Como sabido, por causa do clima dos anos 30 do século passado na Europa, o clássico freudiano é um exemplo de pessimismo cultural: apesar dos esforços de Eros, no final das contas Tânatos vencerá.
Isso corresponde socialmente a prevalência da pulsão de morte sobre a pulsão de vida. Mas esse dualismo pulsional já havia sido rejeitado por Freud. Tanto Eros como Tânatos são exorbitâncias sociais da pulsão de morte.
A pulsão de morte é estritamente “psíquica”. Quando vamos para a sociedade não há continuidade, mas uma bifurcação pulsional.
Eros é pulsão “vinculada” enquanto Tânatos é pulsão “solta”. Mas ambos os princípios sociais são derivados da mesma pulsão.

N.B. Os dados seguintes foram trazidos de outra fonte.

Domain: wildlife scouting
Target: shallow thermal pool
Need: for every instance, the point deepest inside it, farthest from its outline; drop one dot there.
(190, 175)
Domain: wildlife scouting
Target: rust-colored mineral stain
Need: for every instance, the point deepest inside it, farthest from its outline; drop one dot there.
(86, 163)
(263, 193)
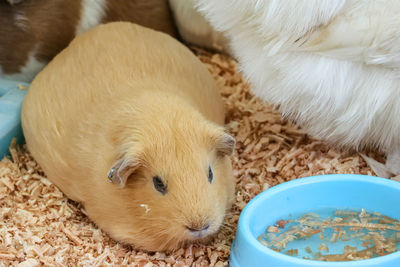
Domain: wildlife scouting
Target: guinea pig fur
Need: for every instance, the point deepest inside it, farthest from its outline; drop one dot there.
(133, 106)
(34, 31)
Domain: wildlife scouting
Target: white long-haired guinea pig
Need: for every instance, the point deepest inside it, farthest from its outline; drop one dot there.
(332, 66)
(34, 31)
(135, 107)
(195, 29)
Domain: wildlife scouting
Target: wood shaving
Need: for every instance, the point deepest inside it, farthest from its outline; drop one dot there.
(39, 224)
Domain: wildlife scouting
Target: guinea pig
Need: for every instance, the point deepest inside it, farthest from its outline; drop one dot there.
(195, 29)
(34, 31)
(130, 124)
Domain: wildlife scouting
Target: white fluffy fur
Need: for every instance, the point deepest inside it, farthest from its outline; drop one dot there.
(194, 28)
(91, 15)
(332, 66)
(28, 71)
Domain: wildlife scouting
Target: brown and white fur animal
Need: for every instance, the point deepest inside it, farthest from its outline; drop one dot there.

Do ponto de vista evolutivo, é um erro dizer que Tânatos (ou a morte) tem a última palavra. A morte de um único ente está a serviço da preservação da espécie como um todo. Tânatos serve a Eros e não o oposto.
Na perspectiva evolutiva, são mais importantes as “cópulas” tanto intra como interespécies, pois são as cópulas que geram diversividade genética.
A evolução é tecida por Eros. Tânatos, no entanto, tem função regenerativa, que está a serviço da criação do tecido.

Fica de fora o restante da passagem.